Taxpayers should be cautious when engaging in debt pushdown transactions, which have been targeted by the South African Revenue Service (SARS) recently. These transactions have also been made more difficult by legislative changes.
Overall, the outlook for transactional work in South Africa is positive. The changing advisory landscape means that South African law firms are being afforded more chances to work on pan-African deals.
This is proven by the fact that more international law firms are opening offices there – Allen & Overy, for example, opened in Johannesburg in October. The firm’s global managing partner Wim Dejonghe said at the time: “Johannesburg has become a key hub for local and international banks, development institutions, institutional investors and funds looking at investment and finance opportunities in sub-Saharan Africa.”
Dachs is also optimistic, and says: “In 2015 we expect the advisory work in respect of pan-African transactions to be done from South Africa as opposed to, London, Paris and other non-African locations.”
UK
As well as the tax concerns surrounding BEPS, which are common throughout the world, taxpayers operating in the UK have a more immediate legislative challenge: the diverted profits tax (DPT).
The proposed tax, which was announced in December’s Autumn Statement pre-Budget speech (released in draft form a week later) could come into effect as soon as April. It has the potential to affect non-UK resident companies, such as special purpose vehicles used in transactions which involve shifting profits from the UK to low-tax jurisdictions, or transactions which involve UK real estate.
“Unfortunately the draft legislation is not very well drafted so it is not at all clear at present whether it will apply to real estate transactions,” says John Christian, tax expert at Pinsent Masons.
Companies which have activity relating to the provision of goods or services to consumers in the UK will be liable to pay the DPT if the tax authorities believe that any activities are in place for the purpose of avoiding carrying on a trade through a permanent establishment.
The DPT would only apply to multinationals whose annual sales exceed £10 million ($16 million) but that threshold is low enough to be causing substantial concern for corporate taxpayers.
The proposal may have popular support from a public which is starved of the real facts by political rhetoric and misreporting in the mainstream media, but the uncertainty it could cause as to how companies’ operations should be taxed is a huge worry for companies looking for a certain environment in which to carry out transactional work.

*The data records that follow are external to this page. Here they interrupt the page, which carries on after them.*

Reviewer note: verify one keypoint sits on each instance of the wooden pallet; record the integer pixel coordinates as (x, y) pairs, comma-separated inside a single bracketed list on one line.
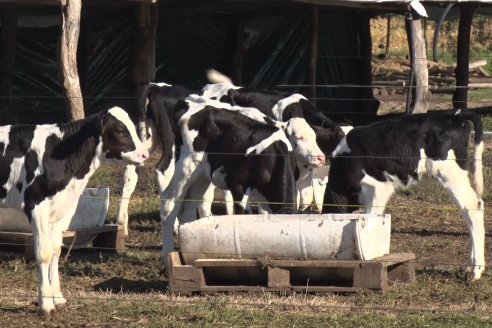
[(239, 275), (109, 237)]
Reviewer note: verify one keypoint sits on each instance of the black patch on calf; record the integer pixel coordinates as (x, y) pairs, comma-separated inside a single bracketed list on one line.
[(225, 136), (31, 163)]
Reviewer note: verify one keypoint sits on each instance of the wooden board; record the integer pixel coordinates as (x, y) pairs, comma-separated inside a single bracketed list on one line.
[(235, 275), (109, 237)]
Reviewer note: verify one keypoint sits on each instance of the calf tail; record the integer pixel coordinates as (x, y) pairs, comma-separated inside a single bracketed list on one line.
[(215, 76), (477, 157)]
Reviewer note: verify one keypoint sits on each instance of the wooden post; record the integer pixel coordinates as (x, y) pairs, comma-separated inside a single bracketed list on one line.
[(462, 71), (388, 35), (8, 32), (313, 53), (238, 59), (143, 65), (69, 73), (418, 57)]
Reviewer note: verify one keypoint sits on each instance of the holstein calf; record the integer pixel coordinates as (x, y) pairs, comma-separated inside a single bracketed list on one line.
[(45, 169), (157, 129), (223, 146), (373, 161), (283, 106)]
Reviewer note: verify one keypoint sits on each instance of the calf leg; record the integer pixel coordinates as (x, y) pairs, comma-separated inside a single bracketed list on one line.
[(456, 181), (44, 251), (130, 179), (187, 169), (56, 242), (374, 195)]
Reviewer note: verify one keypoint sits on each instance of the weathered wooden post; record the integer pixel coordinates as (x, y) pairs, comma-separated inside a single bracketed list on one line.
[(462, 71), (8, 32), (418, 57), (69, 74), (313, 52), (143, 64)]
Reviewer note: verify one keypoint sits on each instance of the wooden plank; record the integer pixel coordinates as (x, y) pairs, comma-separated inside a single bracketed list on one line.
[(278, 278), (394, 258), (226, 263), (184, 279), (371, 275), (329, 289), (283, 275)]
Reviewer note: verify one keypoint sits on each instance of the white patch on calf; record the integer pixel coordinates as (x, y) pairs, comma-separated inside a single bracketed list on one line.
[(265, 143), (278, 109), (140, 154), (342, 147), (217, 90), (303, 140)]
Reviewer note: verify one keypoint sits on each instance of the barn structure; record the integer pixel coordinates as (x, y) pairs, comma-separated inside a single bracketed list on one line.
[(94, 53)]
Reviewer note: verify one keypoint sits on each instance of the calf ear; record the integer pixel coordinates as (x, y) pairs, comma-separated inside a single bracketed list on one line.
[(269, 121)]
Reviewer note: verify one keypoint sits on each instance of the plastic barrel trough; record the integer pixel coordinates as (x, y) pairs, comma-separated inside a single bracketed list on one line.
[(286, 236)]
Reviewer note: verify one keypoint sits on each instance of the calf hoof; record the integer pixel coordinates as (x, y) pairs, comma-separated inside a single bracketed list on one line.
[(472, 274), (47, 315), (62, 307)]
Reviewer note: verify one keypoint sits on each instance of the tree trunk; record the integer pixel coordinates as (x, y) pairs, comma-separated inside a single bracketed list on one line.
[(313, 53), (8, 31), (418, 57), (69, 74), (143, 65), (462, 71)]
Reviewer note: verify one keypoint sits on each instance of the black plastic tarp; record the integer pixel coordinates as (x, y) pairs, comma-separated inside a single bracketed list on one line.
[(274, 49)]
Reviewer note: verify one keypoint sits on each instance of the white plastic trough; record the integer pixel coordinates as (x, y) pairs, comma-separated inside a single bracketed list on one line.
[(286, 236)]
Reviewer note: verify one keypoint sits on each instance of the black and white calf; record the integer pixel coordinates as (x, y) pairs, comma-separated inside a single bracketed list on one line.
[(373, 161), (223, 146), (278, 105), (157, 128), (45, 169), (283, 106)]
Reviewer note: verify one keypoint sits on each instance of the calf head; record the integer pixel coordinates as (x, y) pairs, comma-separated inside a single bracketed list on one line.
[(303, 140), (120, 143)]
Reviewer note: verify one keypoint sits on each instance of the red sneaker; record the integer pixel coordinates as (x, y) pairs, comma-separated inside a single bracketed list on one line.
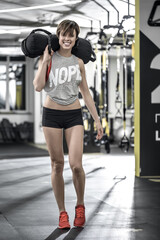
[(64, 220), (79, 216)]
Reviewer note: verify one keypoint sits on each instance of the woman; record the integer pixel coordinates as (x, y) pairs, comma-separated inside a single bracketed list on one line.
[(62, 109)]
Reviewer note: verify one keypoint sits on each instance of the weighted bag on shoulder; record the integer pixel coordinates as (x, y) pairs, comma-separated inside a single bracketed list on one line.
[(34, 45)]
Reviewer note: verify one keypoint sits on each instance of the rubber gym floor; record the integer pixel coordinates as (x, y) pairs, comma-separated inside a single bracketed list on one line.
[(119, 206)]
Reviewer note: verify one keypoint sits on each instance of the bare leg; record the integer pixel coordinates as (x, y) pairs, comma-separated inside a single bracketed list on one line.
[(74, 139), (54, 140)]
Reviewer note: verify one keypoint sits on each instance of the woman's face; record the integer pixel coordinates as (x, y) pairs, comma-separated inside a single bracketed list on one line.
[(67, 41)]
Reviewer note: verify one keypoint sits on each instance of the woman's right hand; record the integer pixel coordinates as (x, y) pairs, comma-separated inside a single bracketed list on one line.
[(46, 56)]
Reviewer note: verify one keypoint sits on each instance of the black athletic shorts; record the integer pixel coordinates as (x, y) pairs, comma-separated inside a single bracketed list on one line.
[(61, 118)]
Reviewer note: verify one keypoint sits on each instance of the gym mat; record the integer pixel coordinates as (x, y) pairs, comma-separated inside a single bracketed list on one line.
[(20, 150)]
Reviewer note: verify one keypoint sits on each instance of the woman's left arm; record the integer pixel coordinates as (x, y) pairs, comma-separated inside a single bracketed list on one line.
[(89, 100)]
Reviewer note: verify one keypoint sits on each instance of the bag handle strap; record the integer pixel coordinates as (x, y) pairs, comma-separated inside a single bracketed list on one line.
[(48, 36), (94, 56)]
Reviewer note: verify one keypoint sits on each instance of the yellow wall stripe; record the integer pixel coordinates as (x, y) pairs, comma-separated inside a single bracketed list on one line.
[(137, 90)]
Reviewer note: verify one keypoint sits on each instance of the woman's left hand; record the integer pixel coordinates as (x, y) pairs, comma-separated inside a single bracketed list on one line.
[(99, 130)]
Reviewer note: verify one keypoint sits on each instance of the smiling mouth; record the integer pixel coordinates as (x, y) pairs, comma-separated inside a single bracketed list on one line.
[(67, 44)]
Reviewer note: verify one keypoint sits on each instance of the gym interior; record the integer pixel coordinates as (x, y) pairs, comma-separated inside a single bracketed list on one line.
[(122, 193)]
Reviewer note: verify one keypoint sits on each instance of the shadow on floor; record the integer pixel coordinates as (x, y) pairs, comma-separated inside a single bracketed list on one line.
[(73, 233)]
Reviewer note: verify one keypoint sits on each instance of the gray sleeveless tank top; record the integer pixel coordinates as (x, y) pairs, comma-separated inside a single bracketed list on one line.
[(64, 79)]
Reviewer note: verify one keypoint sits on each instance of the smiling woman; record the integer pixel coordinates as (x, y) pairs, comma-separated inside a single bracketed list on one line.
[(62, 110)]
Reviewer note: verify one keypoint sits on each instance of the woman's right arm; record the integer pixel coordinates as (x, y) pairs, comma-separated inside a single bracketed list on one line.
[(40, 77)]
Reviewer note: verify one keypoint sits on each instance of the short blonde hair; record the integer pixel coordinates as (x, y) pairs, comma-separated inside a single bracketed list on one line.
[(68, 26)]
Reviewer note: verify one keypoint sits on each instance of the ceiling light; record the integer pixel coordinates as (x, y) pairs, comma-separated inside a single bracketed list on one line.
[(40, 6)]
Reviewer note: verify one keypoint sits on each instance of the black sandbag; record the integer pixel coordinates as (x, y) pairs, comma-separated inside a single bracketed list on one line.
[(34, 45)]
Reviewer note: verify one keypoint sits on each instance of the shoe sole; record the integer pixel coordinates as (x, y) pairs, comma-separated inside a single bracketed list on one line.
[(64, 227), (79, 225)]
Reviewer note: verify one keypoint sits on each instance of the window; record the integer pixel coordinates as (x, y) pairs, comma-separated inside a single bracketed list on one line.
[(13, 84)]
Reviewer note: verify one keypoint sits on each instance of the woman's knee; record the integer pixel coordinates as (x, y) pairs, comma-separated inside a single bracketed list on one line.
[(57, 166), (77, 169)]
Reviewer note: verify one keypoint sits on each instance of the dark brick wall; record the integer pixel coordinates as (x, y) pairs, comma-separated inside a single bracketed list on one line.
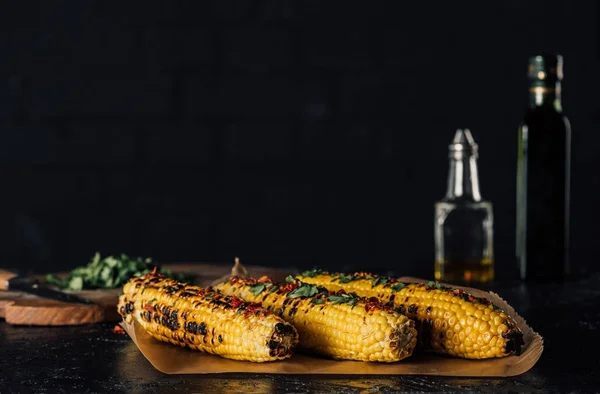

While many across Europe and beyond might expect governments to adopt a wait-and-see attitude towards the BEPS project, proposals such as the UK DPT indicate that this is not the case, with unilateral action being enacted or considered in plenty of other jurisdictions, too. Given that governments are taking a proactive approach, taxpayers should too. Those that bury their heads in the sand will find that it is much more difficult to structure deals appropriately in the post-BEPS world.